Recovery Script Usage

This page names the current scripts and where each command runs.

Current Restore Scripts

Script	Run from	Purpose
`scripts/restore/00-preflight-access.sh`	Administration workstation	Validate `ssh pve`, `ssh -p 2242 nas`, NAS path, optional guarded `ssh docker`, and target CT identity
`scripts/restore/01-stage-backup.sh`	Administration workstation	Copy the NAS backup to local `/tmp` with tar over SSH and write `.copy-complete`
`scripts/restore/02-validate-artifacts.sh`	Administration workstation	Validate archive shape, database dump shape, and required service artifacts
`scripts/restore/03-restore-docker-services.sh`	Administration workstation via `ssh pve` and `pct exec`	Copy staged backup into CT `101` and run the inner Docker restore
`scripts/restore/04-validate-services.sh`	Administration workstation via `ssh pve` and `pct exec`	Validate networks, PostgreSQL, restored databases, containers, and Traefik availability
`scripts/recover-docker-services.sh`	Inside target Docker LXC, normally invoked by stage 03	Restore Docker networks, compose files, env files, archives, PostgreSQL dumps, and services

The older root-level helper scripts are still relevant:

Script	Run from	Purpose
`scripts/create-docker-host-lxc-101.sh`	Proxmox host as root	Create or update CT `101 docker-host`; refuses an existing wrong hostname
`scripts/bootstrap-debian13-docker-lxc.sh`	Inside the new Docker LXC as root	Install Docker Engine and create `/opt/docker/compose` and `/opt/docker/volumes`
`scripts/proxmox-host-maintenance.sh`	Proxmox host as root	Optional host maintenance; not part of a restore unless planned

Create the Docker LXC

scripts/create-docker-host-lxc-101.sh must run on the Proxmox host as root. From the administration workstation, the simplest safe pattern is to stream the local script over the documented SSH alias:

ssh pve 'bash -s' < scripts/create-docker-host-lxc-101.sh

Run this read-only check first:

ssh pve 'hostname; command -v pct; command -v pveam; pct status 101 || true; pct config 101 || true'

If CT 101 already exists, the script accepts it only when its hostname is the expected docker-host. A different hostname causes the script to stop before changing that container.
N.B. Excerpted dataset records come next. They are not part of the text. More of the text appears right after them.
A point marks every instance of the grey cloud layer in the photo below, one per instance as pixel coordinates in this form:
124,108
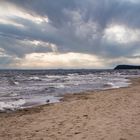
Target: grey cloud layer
74,25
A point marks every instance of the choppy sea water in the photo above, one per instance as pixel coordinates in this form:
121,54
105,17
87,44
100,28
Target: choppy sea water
27,88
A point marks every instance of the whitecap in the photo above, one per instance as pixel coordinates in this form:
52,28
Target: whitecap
11,105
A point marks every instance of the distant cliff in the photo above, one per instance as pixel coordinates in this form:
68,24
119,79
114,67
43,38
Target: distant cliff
126,67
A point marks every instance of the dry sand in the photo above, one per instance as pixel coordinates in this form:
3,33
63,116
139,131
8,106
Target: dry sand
104,115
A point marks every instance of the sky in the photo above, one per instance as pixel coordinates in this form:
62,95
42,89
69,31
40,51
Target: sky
44,34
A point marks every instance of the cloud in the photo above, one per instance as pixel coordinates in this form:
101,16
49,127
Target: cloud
108,29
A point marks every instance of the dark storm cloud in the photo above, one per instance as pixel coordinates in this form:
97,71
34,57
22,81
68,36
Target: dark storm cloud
71,26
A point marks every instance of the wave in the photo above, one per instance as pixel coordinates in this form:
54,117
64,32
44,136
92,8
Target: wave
11,105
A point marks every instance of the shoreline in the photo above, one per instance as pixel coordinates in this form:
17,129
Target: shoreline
107,114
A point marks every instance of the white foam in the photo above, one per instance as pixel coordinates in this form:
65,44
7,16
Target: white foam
34,78
11,105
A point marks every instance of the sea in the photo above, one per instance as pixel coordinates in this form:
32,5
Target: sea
21,89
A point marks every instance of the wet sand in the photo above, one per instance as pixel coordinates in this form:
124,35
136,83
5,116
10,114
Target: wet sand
101,115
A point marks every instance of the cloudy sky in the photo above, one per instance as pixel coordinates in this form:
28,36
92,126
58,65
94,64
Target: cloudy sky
69,33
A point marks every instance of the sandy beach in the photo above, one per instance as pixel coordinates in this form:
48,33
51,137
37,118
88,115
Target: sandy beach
99,115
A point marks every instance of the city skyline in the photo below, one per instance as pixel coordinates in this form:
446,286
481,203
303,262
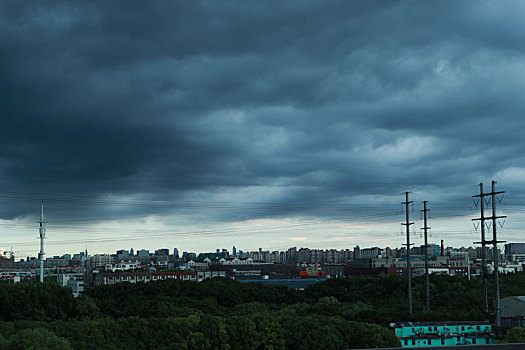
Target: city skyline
257,124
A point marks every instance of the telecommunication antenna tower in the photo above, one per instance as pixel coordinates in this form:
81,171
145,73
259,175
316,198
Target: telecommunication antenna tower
408,244
42,236
425,228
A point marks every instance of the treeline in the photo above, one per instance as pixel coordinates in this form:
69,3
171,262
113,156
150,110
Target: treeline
225,314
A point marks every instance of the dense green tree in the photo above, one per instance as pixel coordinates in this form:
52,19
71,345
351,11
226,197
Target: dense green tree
38,338
515,335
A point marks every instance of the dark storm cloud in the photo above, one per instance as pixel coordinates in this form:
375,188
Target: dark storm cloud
314,101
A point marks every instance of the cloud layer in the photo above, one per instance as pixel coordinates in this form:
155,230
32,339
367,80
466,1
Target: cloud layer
268,105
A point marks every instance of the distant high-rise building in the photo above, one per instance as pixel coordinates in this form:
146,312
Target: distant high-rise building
357,252
122,254
162,252
514,251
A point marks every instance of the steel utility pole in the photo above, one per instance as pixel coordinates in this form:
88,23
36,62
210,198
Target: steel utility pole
483,252
42,236
409,269
425,228
495,242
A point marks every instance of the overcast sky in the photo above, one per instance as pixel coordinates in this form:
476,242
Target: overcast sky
207,124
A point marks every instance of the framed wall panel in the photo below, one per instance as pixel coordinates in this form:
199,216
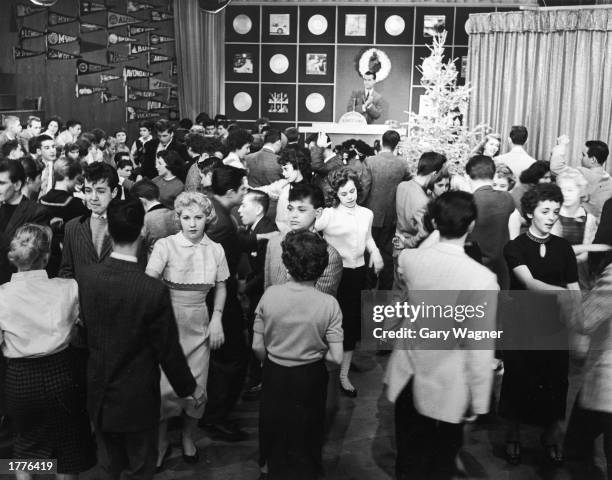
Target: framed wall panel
278,102
395,25
317,24
431,19
316,103
356,25
242,62
279,25
242,24
242,101
278,63
317,63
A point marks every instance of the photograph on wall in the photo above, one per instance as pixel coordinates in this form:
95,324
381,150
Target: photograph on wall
355,25
279,24
316,64
433,24
243,63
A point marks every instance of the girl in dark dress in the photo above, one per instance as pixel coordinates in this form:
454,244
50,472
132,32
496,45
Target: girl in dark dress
535,383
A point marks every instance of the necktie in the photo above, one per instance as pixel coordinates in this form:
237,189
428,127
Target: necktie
98,232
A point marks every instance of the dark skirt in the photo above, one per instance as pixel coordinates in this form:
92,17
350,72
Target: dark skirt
292,420
46,401
349,297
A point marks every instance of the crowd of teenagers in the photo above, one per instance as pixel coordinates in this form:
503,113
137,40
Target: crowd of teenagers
170,275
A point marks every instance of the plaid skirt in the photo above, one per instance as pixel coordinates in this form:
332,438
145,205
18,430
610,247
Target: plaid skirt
46,401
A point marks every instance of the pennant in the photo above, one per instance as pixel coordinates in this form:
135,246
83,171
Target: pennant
90,27
138,48
91,7
22,10
158,58
136,30
133,94
85,68
19,52
26,33
115,20
90,46
158,16
109,77
108,98
115,57
130,73
86,90
157,84
60,19
134,6
53,54
57,38
114,39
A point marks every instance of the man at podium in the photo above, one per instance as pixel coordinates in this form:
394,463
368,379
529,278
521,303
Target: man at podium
366,101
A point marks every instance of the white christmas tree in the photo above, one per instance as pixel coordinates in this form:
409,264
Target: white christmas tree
439,126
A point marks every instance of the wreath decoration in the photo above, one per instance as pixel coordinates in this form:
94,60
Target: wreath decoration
376,61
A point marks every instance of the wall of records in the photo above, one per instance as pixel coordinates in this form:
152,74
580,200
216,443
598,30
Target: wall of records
299,64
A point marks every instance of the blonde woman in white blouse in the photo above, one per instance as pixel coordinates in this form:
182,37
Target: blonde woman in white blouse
190,264
348,228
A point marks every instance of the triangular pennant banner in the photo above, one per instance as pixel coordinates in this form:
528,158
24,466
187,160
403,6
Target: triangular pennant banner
60,19
115,20
57,38
19,52
157,84
114,39
155,39
26,33
91,7
22,10
158,58
90,46
85,68
130,73
136,30
134,6
86,90
109,77
91,27
53,54
138,48
157,16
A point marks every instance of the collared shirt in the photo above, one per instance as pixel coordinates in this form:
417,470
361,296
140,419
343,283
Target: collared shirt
37,314
179,261
125,258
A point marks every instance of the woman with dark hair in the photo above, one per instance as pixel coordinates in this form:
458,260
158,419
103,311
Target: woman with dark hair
535,383
296,329
169,165
44,393
348,228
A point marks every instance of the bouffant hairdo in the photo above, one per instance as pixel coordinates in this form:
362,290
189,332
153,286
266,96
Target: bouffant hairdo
340,177
30,247
304,255
187,199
To run with explicit settings, copy the answer file to Proxmox, edit it there, then stream the script:

scp scripts/recovery-answer.env.example pve:/root/recovery-answer.env
ssh pve 'nano /root/recovery-answer.env'
ssh pve 'bash -s -- --answer-file /root/recovery-answer.env' < scripts/create-docker-host-lxc-101.sh

The answer file path in that command is a path on the Proxmox host, not on the workstation.

The create script downloads the Debian LXC template when needed. It queries Proxmox template metadata with pveam available --section system, selects the latest debian-13-standard_*_amd64.tar.zst, checks the configured TEMPLATE_STORAGE, and runs pveam download only if the template is missing.
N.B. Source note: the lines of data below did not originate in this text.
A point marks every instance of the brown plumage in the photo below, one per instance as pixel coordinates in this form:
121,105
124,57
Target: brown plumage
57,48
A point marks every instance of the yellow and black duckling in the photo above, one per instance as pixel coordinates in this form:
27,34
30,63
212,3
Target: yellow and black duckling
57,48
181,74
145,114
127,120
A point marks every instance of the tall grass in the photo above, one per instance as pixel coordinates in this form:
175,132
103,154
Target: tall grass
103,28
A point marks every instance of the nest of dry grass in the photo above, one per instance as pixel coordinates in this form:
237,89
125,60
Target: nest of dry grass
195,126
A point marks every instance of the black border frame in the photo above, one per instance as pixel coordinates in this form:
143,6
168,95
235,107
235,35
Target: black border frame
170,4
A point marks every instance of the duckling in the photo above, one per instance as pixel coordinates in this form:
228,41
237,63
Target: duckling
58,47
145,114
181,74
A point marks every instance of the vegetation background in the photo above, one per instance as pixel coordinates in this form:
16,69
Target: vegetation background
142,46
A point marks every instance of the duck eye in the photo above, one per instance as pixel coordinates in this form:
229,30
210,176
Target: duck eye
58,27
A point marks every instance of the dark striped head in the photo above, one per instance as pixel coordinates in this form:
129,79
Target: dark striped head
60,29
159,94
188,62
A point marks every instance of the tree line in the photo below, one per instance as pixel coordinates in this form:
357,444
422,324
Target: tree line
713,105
The created container is unprivileged:

--unprivileged 1

The script always enables the standard Docker-in-unprivileged-LXC features:

nesting=1,keyctl=1

Those are applied at creation and again with pct set, so rerunning the script keeps the container converged.
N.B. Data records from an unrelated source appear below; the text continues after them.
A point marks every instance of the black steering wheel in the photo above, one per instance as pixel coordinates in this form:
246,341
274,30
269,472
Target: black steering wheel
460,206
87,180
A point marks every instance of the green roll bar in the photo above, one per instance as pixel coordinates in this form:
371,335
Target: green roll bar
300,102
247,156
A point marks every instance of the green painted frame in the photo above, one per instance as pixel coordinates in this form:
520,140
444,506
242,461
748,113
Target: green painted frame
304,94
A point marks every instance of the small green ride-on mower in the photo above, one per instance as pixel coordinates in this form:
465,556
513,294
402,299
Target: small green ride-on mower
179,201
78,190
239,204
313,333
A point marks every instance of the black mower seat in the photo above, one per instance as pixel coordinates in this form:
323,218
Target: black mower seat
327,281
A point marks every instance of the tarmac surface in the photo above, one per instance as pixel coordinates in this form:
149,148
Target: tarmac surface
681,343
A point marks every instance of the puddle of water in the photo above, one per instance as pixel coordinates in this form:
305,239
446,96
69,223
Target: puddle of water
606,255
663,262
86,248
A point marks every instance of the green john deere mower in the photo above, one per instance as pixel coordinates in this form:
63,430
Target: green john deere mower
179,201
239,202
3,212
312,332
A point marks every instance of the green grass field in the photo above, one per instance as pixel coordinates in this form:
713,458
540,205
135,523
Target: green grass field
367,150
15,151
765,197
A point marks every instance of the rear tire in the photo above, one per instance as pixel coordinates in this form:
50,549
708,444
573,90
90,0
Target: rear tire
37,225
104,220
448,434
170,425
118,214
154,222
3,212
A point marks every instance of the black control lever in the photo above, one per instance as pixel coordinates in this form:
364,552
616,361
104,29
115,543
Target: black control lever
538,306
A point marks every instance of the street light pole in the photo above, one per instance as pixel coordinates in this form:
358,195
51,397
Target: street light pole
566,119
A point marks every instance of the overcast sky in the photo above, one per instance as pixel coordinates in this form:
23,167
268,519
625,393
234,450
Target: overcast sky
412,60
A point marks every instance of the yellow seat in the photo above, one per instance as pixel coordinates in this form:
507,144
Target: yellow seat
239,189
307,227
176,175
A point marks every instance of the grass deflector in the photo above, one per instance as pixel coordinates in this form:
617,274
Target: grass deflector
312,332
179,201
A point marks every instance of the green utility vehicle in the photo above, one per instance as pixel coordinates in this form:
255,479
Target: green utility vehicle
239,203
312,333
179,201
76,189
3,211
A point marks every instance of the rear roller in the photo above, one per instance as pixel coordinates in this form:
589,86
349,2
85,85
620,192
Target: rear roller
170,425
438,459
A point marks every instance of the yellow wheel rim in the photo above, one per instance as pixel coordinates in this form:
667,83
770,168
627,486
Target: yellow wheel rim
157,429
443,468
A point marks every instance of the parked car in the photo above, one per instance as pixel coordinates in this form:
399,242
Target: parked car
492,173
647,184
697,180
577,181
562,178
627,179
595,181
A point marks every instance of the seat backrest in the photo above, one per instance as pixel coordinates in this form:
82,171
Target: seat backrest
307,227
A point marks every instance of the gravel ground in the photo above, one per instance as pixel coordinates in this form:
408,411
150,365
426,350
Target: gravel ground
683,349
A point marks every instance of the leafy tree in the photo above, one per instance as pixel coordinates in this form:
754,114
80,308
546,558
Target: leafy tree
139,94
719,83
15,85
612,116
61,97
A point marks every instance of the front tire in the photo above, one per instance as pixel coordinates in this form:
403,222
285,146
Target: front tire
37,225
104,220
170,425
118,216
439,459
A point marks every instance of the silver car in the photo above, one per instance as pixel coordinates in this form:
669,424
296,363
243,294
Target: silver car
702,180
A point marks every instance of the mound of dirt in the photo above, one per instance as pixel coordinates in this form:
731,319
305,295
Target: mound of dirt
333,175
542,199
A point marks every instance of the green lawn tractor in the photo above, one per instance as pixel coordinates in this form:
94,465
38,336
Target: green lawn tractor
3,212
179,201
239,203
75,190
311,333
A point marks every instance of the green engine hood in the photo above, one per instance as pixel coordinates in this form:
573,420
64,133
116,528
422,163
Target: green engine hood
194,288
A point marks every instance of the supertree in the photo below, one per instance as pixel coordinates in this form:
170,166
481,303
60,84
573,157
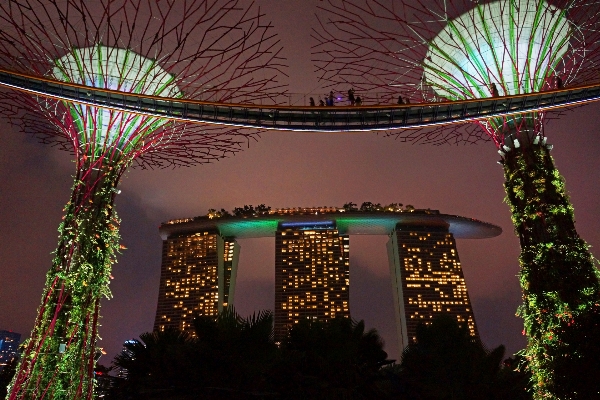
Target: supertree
435,50
219,50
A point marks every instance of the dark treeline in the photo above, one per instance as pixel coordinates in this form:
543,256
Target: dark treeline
237,358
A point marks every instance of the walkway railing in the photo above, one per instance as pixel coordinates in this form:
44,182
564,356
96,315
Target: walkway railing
301,118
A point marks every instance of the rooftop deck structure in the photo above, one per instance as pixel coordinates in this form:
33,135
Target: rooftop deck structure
302,118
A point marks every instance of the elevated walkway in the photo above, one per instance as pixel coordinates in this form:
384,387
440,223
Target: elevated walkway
302,118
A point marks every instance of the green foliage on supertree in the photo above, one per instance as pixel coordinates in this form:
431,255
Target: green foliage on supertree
559,278
66,328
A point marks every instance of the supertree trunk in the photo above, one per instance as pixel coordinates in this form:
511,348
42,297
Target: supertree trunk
559,278
58,361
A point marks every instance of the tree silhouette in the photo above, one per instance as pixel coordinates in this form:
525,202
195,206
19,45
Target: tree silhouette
160,365
446,362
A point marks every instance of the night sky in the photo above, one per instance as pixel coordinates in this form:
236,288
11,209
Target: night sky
284,169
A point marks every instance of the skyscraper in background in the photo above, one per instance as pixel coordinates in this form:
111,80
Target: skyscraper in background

Broader LXC relaxations are available only when explicitly requested:

RELAXED_LXC_SECURITY=1

That setting appends these Proxmox LXC config lines if they are missing:

lxc.apparmor.profile: unconfined
lxc.cgroup2.devices.allow: a
lxc.cap.drop:

Leave RELAXED_LXC_SECURITY=0 unless Docker workloads require those broader permissions. The script does not currently set a low-port sysctl such as net.ipv4.ip_unprivileged_port_start. For rootful Docker inside the LXC, published ports such as 80 and 443 are normally handled by Docker running as root inside the container. If a restored workload still cannot bind low ports, record the failure and decide whether RELAXED_LXC_SECURITY=1 is justified.

After CT creation succeeds, install Docker from inside the new LXC with scripts/bootstrap-debian13-docker-lxc.sh. That bootstrap script does not download the LXC image; it installs Docker Engine in an already-created Debian container.

Bootstrap Docker in CT 101

After the create script reports CT 101 is ready for bootstrap, run the Docker bootstrap from the administration workstation through Proxmox:

ssh pve 'pct exec 101 -- bash -s' < scripts/bootstrap-debian13-docker-lxc.sh

If the bootstrap needs values from /root/recovery-answer.env, remember that pct exec runs inside CT 101. A file at /root/recovery-answer.env on the Proxmox host is not automatically visible inside the LXC. Push it into the LXC first:

ssh pve 'pct push 101 /root/recovery-answer.env /root/recovery-answer.env --perms 0600'
ssh pve 'pct exec 101 -- bash -s -- --answer-file /root/recovery-answer.env' < scripts/bootstrap-debian13-docker-lxc.sh

For the current script, the answer file is optional because TIMEZONE defaults to Africa/Accra.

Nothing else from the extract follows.